Puis on entend  la salle de bain s'ouvrir à nouveau et il se dégage aussitôt.

- Vous ne descendez pas ? demande l'invité dans l'entrebâillement.

- Nous arrivons, fait mon père calmement le dos tourné vers lui, alors qu'il me menaçait de ses yeux verts.

- Tu vas bien? s'inquiète le blond quand il voit mon visage déformé par la douleur, ma main gauche maintenant mon bras plâtré.

Il n'a pas le temps de s'approcher plus que mon père se charge de répondre à ma place.

- Il va bien. C'est son bras. Il le lance de temps en temps. Ce n'est rien de grave, dit-il en tapotant la main sur son dos et l'entraînant de force vers les marches. Ma fille doit nous attendre.

Quand je descends, ils étaient tous déjà à table, se délectant de la cuisine thaïlandaise que mon père avait commandée.

- Ô Aiden ! commence ma sœur en me voyant pénétrer la cuisine.

- Salut Maryne,

- Mon chéri, assieds-toi.

J'obéis sans broncher et m'installe dans le siège avant qu'elle ne continue seule, en pointant sa louche dans le vide : " Je n'ai pas fait les présentations. Où avais-je la tête ?.

- On s'est déjà rencontré, la coupe le jeune homme tout sourire. Je présume que ce doit être ton frère. Je l'ai croisé en haut.

J'ai été surprise quand j'ai entendu le mot '' frère''. Je n'ai pas pour autant arrêter de fixer la rondeur de mon plat en porcelaine. Il n'y avait aucun doute, Maryne avait dû lui parler de moi. Mais en quels termes ? Je me sentais mal à l'aise tout d'un coup qu'un étranger sache des choses à mon sujet.

J'étais une femme. Mais seuls les membres de ma famille savaient que je préférais qu'on s'adresse à moi, en des termes masculins. Une habitude de ma mère en réponse au petit garçon manqué que j'étais, à mes cinq ans. Et cela n'était pas bien difficile. Quand on me voyait, vêtue de mes jeans buggy et tee-shirt larges, accompagnée de mes courts cheveux noirs, il était facile de me prendre pour un mec. Je n'avais rien de particulier qui aurait pu faire penser le contraire. Pas de formes, ni de courbes détaillées. Sauf peut être ma voix et ma petite taille. Et j'étais sure qu'il m'avait entendu là-haut.

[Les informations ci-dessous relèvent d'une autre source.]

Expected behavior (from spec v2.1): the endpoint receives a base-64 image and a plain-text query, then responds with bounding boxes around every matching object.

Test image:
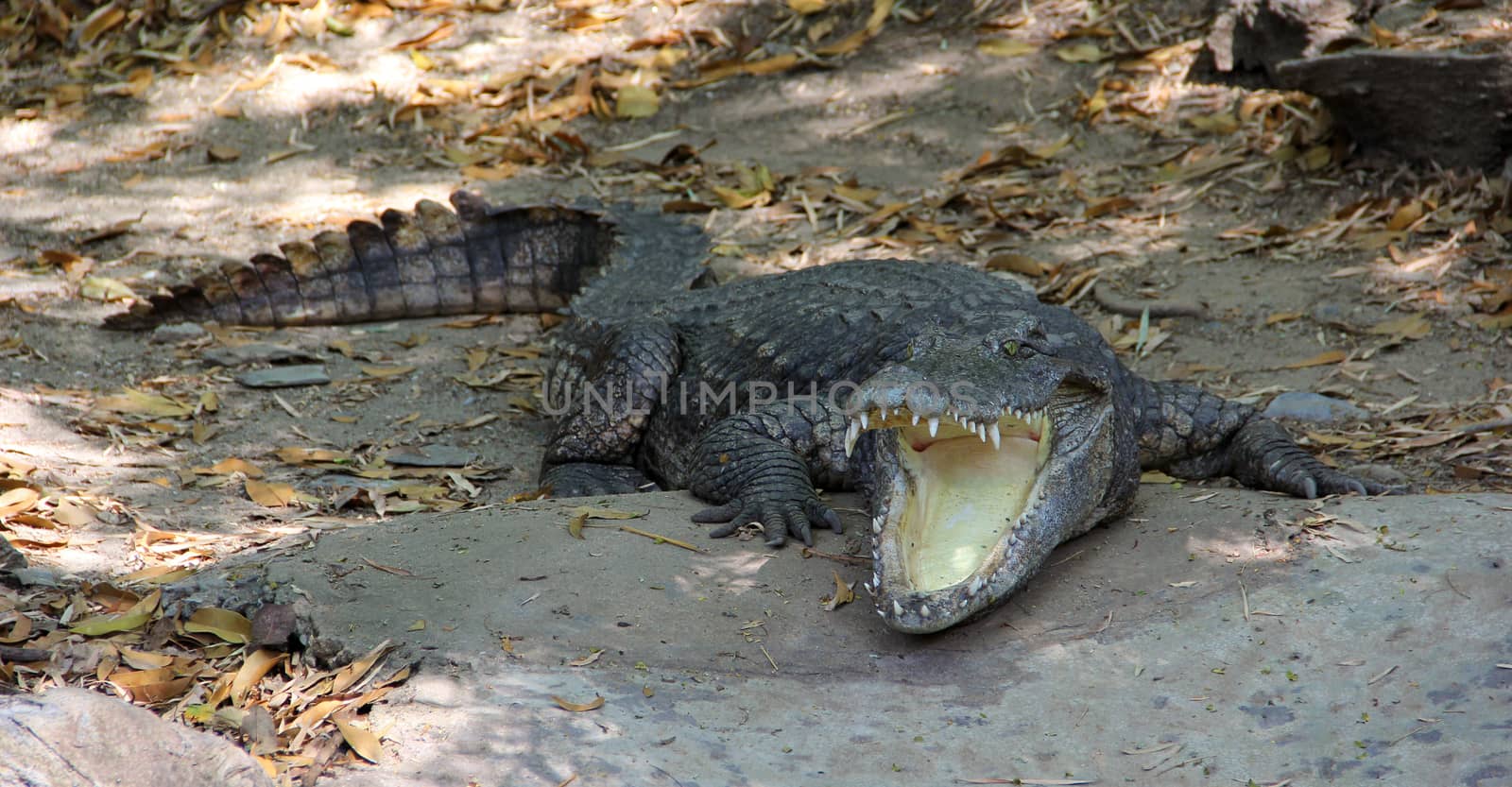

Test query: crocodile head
[845,317,1117,633]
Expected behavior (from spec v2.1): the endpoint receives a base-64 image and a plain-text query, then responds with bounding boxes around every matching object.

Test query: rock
[1275,50,1512,172]
[0,689,274,787]
[199,341,319,366]
[1264,391,1370,423]
[236,364,331,388]
[1192,0,1512,172]
[146,322,210,345]
[248,605,300,651]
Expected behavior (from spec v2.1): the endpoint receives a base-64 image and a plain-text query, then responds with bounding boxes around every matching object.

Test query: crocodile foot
[693,485,841,547]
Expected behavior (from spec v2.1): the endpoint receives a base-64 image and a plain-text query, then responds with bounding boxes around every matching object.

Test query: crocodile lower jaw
[867,411,1054,633]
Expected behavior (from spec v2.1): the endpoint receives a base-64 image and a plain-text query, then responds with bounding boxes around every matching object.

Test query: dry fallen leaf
[977,38,1039,58]
[567,648,603,666]
[819,570,856,612]
[68,590,163,636]
[614,85,661,118]
[331,716,383,762]
[95,388,194,419]
[1282,351,1349,368]
[184,607,252,645]
[552,694,603,713]
[247,479,295,507]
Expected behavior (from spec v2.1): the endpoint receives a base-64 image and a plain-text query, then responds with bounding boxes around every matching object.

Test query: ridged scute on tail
[104,192,617,330]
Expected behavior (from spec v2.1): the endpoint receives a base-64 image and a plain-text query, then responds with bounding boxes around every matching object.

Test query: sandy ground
[0,2,1512,787]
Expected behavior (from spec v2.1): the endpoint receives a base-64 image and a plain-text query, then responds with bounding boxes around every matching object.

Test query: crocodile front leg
[1139,383,1389,497]
[541,318,680,497]
[688,397,849,547]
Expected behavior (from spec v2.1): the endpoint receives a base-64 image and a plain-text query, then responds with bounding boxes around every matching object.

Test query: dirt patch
[0,0,1512,779]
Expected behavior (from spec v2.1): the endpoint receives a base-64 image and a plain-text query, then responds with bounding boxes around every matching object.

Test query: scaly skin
[108,195,1383,631]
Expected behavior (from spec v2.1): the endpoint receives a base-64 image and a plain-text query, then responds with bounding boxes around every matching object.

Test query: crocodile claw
[693,492,842,547]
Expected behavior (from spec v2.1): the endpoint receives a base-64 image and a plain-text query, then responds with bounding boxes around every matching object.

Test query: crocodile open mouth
[847,408,1054,627]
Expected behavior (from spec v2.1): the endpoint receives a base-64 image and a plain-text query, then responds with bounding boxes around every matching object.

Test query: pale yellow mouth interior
[895,416,1049,592]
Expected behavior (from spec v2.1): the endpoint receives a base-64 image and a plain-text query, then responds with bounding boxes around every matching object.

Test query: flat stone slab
[0,687,274,787]
[267,485,1512,787]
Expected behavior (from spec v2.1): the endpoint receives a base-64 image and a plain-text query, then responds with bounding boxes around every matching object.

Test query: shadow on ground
[253,485,1512,787]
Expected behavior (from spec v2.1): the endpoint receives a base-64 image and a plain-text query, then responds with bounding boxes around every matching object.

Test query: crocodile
[106,192,1386,633]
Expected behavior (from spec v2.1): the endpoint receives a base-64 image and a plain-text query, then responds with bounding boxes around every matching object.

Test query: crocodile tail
[104,192,617,330]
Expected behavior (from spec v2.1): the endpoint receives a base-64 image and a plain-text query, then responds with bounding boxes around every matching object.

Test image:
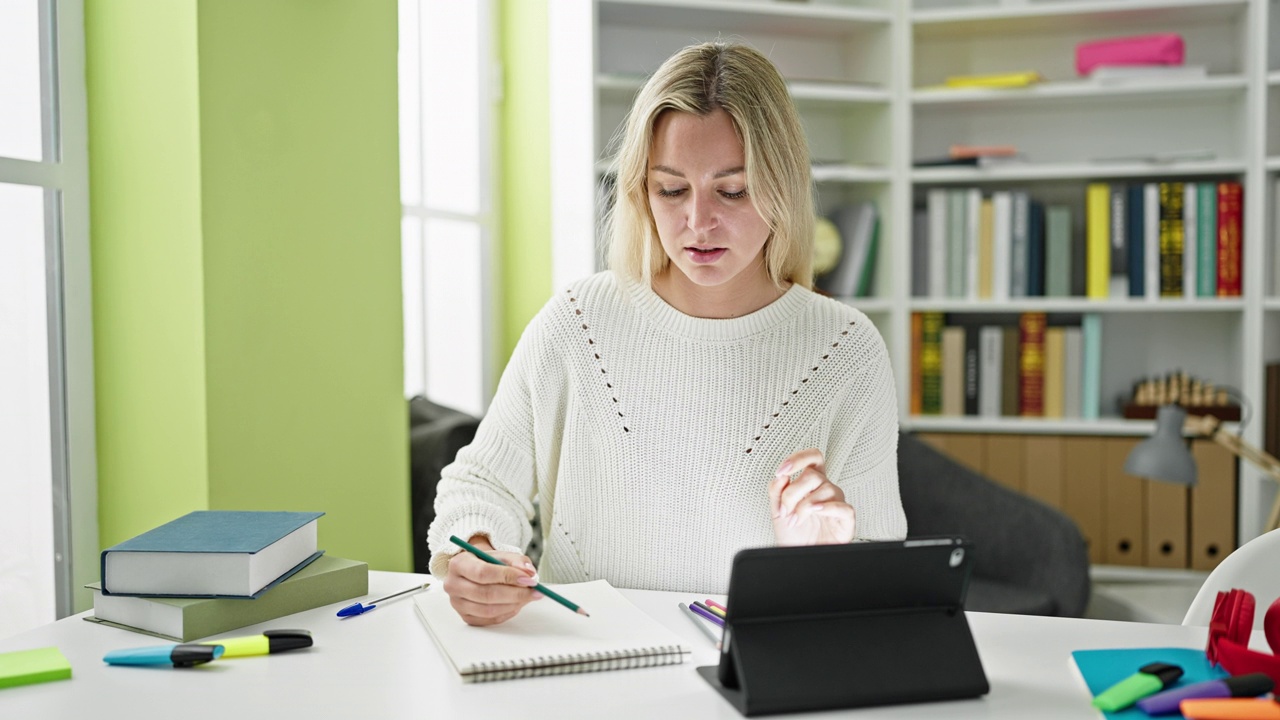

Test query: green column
[86,0,411,599]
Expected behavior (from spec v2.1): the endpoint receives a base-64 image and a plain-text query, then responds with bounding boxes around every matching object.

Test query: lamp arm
[1184,415,1280,530]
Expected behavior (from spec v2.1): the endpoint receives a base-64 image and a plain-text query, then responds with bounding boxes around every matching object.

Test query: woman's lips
[685,247,728,264]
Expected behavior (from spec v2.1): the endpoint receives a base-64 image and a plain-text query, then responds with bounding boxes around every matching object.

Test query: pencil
[680,602,719,650]
[449,536,591,618]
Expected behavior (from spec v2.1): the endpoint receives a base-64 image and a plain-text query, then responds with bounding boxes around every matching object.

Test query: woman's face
[646,109,769,290]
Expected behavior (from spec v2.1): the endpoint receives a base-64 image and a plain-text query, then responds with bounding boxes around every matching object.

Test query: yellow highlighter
[201,630,312,657]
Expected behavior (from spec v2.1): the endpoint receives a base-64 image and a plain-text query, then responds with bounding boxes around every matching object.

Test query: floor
[1085,566,1207,625]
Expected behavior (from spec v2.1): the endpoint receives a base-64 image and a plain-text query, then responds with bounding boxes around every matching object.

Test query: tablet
[698,536,989,715]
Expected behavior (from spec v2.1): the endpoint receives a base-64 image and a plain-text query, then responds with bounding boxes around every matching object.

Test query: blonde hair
[605,41,814,287]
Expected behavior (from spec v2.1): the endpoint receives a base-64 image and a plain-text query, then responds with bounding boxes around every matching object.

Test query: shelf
[598,0,893,37]
[911,0,1248,40]
[909,297,1244,313]
[595,73,891,105]
[911,76,1248,110]
[911,160,1245,183]
[900,415,1156,437]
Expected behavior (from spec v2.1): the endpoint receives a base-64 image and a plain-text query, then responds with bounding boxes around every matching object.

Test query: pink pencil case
[1075,32,1187,76]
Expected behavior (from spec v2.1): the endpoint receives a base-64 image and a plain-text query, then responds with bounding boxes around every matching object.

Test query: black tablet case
[698,537,989,716]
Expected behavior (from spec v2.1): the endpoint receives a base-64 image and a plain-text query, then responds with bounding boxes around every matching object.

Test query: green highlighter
[1093,662,1183,712]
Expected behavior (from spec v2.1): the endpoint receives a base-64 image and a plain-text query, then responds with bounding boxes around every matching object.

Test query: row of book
[910,311,1102,419]
[911,181,1243,300]
[86,510,369,642]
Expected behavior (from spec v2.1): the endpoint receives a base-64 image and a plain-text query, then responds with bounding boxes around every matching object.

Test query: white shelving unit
[550,0,1280,542]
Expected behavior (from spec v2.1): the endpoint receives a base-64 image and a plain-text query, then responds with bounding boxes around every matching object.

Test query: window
[0,0,97,637]
[399,0,497,415]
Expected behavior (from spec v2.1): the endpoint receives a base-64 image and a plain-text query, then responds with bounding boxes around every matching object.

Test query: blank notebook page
[413,580,690,683]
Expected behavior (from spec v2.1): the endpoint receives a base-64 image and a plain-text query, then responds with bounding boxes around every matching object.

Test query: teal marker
[1093,662,1183,712]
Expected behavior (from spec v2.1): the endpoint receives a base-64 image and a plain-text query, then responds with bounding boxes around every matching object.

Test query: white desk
[0,571,1267,720]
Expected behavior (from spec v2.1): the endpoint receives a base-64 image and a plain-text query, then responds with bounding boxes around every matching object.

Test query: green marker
[1093,662,1183,712]
[449,536,590,618]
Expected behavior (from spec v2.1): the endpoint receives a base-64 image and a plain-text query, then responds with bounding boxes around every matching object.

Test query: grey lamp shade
[1124,405,1196,486]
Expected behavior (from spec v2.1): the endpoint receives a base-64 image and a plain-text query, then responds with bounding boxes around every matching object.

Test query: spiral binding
[462,644,687,683]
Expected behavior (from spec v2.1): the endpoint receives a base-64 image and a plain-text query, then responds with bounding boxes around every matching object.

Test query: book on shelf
[1018,313,1046,418]
[1188,182,1217,297]
[1160,182,1185,297]
[84,555,369,642]
[412,580,691,683]
[1107,183,1129,297]
[101,510,324,597]
[1217,182,1243,297]
[818,202,879,297]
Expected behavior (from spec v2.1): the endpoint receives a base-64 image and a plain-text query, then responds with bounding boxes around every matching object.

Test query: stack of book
[86,510,369,642]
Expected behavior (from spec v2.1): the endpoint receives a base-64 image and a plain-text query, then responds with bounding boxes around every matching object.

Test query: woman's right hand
[444,536,543,625]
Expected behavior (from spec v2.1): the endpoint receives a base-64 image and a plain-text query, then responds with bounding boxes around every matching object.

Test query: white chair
[1183,530,1280,630]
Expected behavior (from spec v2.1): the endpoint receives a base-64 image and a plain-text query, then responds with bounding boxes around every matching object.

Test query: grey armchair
[897,433,1089,618]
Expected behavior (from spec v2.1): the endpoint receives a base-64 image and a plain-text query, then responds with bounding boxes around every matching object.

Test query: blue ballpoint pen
[102,643,223,667]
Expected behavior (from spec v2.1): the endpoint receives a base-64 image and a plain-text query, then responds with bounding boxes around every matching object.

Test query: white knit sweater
[429,272,906,593]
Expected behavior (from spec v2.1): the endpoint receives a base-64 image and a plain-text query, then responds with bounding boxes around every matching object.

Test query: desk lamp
[1124,405,1280,530]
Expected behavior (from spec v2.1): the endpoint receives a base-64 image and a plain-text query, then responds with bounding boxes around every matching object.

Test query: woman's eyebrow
[649,165,746,178]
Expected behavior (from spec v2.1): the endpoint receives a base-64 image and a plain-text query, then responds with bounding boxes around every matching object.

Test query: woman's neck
[653,263,791,320]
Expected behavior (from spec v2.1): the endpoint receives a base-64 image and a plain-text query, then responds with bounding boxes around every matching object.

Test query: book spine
[1084,182,1111,300]
[910,313,924,415]
[927,188,947,297]
[978,325,1005,418]
[1217,182,1242,297]
[1018,313,1044,418]
[1125,184,1147,297]
[1027,200,1044,297]
[920,313,942,415]
[1107,184,1129,297]
[947,190,969,299]
[1196,182,1218,297]
[1044,205,1074,297]
[1142,182,1160,300]
[1080,313,1102,420]
[1183,182,1192,299]
[1160,182,1183,297]
[991,190,1014,300]
[1009,191,1030,297]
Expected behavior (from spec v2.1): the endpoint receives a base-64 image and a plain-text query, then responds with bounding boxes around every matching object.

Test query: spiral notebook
[413,580,690,683]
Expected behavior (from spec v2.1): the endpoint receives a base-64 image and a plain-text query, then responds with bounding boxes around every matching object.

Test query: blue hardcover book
[1125,184,1147,297]
[101,510,324,598]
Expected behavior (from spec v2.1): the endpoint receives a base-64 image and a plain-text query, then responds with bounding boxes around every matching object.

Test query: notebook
[413,580,690,683]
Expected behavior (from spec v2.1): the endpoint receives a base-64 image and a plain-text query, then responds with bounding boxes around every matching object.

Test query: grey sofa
[897,433,1089,618]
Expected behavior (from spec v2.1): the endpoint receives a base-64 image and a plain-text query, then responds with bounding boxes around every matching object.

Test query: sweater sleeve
[827,323,906,541]
[428,304,548,578]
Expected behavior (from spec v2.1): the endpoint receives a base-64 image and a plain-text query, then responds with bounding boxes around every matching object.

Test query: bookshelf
[549,0,1280,542]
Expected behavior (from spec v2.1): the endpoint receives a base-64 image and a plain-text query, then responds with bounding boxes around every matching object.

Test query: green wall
[86,0,411,597]
[499,0,552,365]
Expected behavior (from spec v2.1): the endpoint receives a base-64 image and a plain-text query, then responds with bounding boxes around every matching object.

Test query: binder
[1061,436,1106,562]
[1102,438,1147,565]
[698,537,989,716]
[1190,439,1236,570]
[1147,480,1190,568]
[1023,436,1064,509]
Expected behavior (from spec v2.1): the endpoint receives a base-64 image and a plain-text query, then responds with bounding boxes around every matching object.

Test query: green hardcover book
[0,647,72,688]
[84,555,369,642]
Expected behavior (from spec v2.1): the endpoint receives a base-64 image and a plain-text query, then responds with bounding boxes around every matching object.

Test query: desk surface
[0,571,1266,720]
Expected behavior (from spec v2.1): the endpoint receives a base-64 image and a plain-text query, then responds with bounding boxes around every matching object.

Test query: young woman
[429,42,906,625]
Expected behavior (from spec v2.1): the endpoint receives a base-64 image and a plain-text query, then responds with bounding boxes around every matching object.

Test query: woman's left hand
[769,448,855,544]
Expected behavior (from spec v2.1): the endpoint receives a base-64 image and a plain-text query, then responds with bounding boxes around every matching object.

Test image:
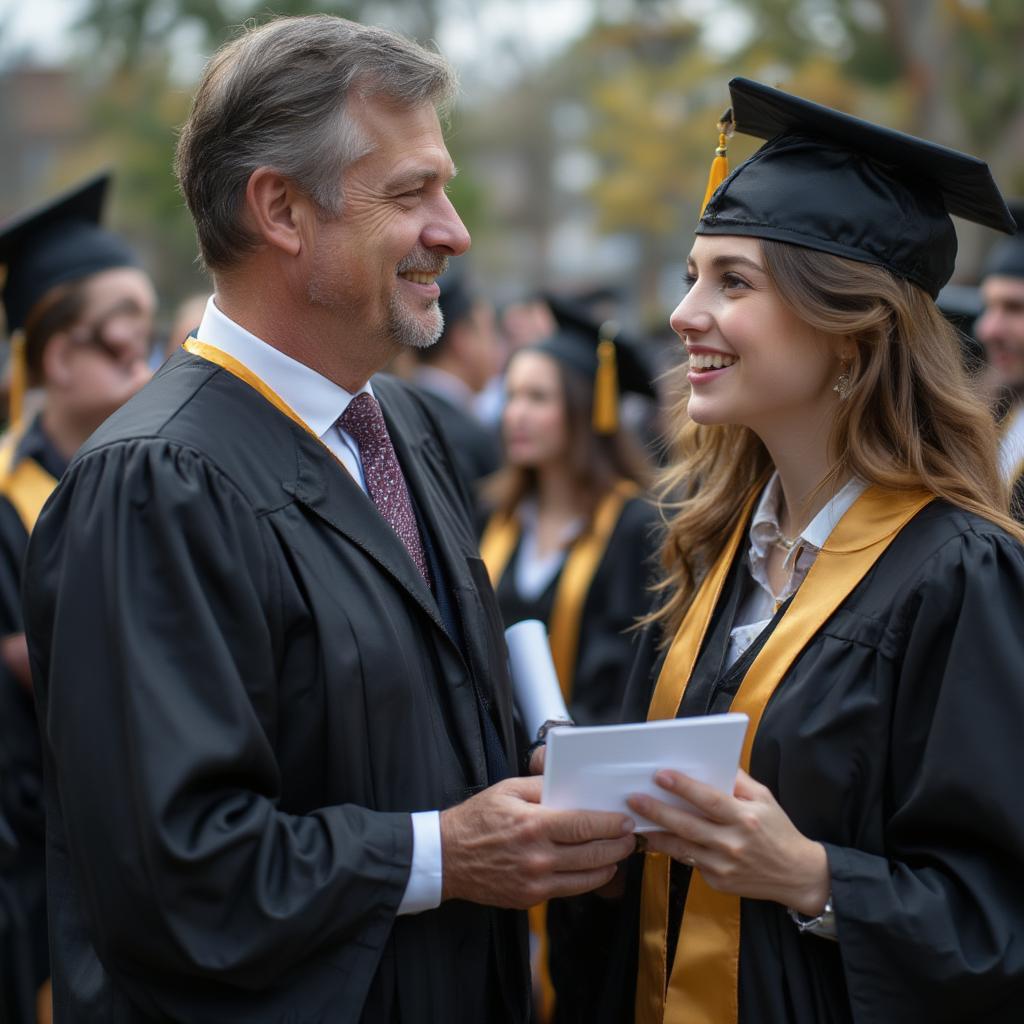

- C'est pour cela que tu as pris tant de temps ? l'accuse Maryne sans répondre à mes interrogations intérieures.

Ma sœur était une de ses personnes que j'avais beaucoup de mal à appréhender. Il y avait une grosse différence d'age entre nous. Presque onze ans. Et cela n'aidait pas pour améliorer nos relations. Elle était tout le temps enjouée, jusqu'au point où on en arrive à se demander, si ce n'était pas de la comédie. D'autres trouveraient cela mignons, mais moi je pensais à un mot bien moins beau.''Conne!''.

- Aiden, je te présente Cardin, indique-t-elle l'homme assis à ces côtés. '' Mon fiancé. Et si nous sommes-là ce soir, c'est parce que, rougie-t-elle, nous allons bientôt nous marier.''

A cette annonce, je sens une boule se former dans mon ventre et un courant d'air froid balayer ma nuque déjà glacée...Une autre qui allait encore être heureuse.